Good for them, I suppose. Everyone needs a hobby. I don’t have to listen to it or participate. Not when I have more pressing matters to focus my attention on. Things like, let’s see, when did I become someone who likes and needs hugs? Me! Of all people to turn away from the dark side and see my shadow in spring.
I am flummoxed.
Oh, take a deep breath because here it comes. The dreaded and controversial V-word. Are you ready? Can I say this without being yelled at? Can we agree that I made the best choice for me, my body, and my life? I’ll respect your choice so, please respect mine. Okay? We’re cool? Brilliant, now let’s get on with it.
I’m officially and gratefully fully vaccinated. I have my little card in my wallet with two doses stamped onto it. I waited two weeks for my body to do what it needs to do, and I think it did it. Based purely on the side effects, I had a “robust response” to the two shots. Yay me!
Oo, I just wanna run up and down the streets screaming, I’m free. Maybe, if I’m feeling risqué, I could squeal or do something equally lively. Or is that too provocative? It feels a little flashy, but that’s just because I’m not a perky person who frolics, teehee’s, or anything so scandalous.
But I am happy, relieved, and so incredibly grateful to be in this position. Also, I’m thankful that some of the people I love most in this world are also vaccinated. It means, for the first time in fifteen-plus months, I got to give at least one of them a hug.
It came after a few weeks of stress, fear, and a lot of tears. For a while there, I thought I’d have to say goodbye to some I love. It’s been too close for comfort, and we’re still not out of the woods. They’re on a long journey, and we’re still praying that their destination is home with us.
At the peak, I felt like I was breaking. My heart was shattering. I couldn’t breathe, think or function. I went into automaton mode because being a person was just too damn hard. I’m usually not a crier, but I’ve shed a lot of tears over the last few weeks. Tears of fear, grief, relief, hope, and gratitude. But at the worst of it, as those tears fell, I need someone to hold me.

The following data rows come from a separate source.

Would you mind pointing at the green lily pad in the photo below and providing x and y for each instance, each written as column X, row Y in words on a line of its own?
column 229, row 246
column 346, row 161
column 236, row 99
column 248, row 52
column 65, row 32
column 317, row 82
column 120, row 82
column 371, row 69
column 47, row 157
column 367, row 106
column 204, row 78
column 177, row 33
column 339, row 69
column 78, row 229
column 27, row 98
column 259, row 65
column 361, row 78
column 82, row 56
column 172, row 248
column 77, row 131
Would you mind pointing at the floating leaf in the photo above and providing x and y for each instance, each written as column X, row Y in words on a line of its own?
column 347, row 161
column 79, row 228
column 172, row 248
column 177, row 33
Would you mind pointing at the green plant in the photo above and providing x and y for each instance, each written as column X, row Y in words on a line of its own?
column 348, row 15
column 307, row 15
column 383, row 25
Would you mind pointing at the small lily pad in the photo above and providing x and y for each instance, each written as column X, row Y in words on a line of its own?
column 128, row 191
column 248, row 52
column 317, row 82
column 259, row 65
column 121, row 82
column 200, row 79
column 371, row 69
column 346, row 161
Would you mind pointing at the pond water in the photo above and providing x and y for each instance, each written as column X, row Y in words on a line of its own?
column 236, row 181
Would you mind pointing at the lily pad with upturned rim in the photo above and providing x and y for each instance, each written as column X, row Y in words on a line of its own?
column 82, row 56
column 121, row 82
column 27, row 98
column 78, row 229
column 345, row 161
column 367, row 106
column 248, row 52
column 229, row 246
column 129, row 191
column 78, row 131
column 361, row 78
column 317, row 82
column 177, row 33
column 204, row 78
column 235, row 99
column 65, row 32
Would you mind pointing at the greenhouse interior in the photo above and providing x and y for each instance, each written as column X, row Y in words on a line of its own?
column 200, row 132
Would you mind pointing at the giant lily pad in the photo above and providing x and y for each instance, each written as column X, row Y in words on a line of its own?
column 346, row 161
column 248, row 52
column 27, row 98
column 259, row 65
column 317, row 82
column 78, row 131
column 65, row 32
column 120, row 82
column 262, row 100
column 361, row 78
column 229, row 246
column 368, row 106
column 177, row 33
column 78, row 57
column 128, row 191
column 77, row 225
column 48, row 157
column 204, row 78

A friend came over and did just that. They hugged me and held on tight. They gave me a safe space to be afraid, and they were there for me when the relief washed over. It was just a hug, but at that moment, it meant so much more. It was a solid place to stand when my world felt like it was crumbling down around me.
We spent a few days watching movies and eating pizza. We made plans to travel and do some shooting. We’re both into photography, and now that we’ve got our shots? Our corner of the world can open up a bit wider. We can go out there and see the beauty that’s been kept at arm’s length.
It’s incredible how a hug, at the right moment, even for someone like me, can be so grounding. It can do what words can’t. Words are cheap, hollow, and easily drowned out. Actions are harder to ignore because they take thought, intent, and desire. We want to offer comfort, support, and hold each other up so, we reach out. We draw each other close. We hold on to one another as if our lives depend on it.
At that moment, after spending the last year and a half technological connected, when we shared the same space? When we held each other? It was just a hug between two friends, but it was a lost connection that had finally been found. They were there for me, not just in thought or spirit, and that’s just… There’s nothing else like it, is there.
Oh, this doesn’t mean I’m a hugger now. It’s not a free-for-all. I’m still an awkward iceberg with floppy fish arms. However, in times of need, with people I know and love, I’ll give them a hug whenever they need one. Maybe with some time and practise I’ll be more open to a group hug.
Look at me, extolling the virtues of hugging. Me? Of all the people in all the lands, who would’ve seen that coming. Shocking, I know.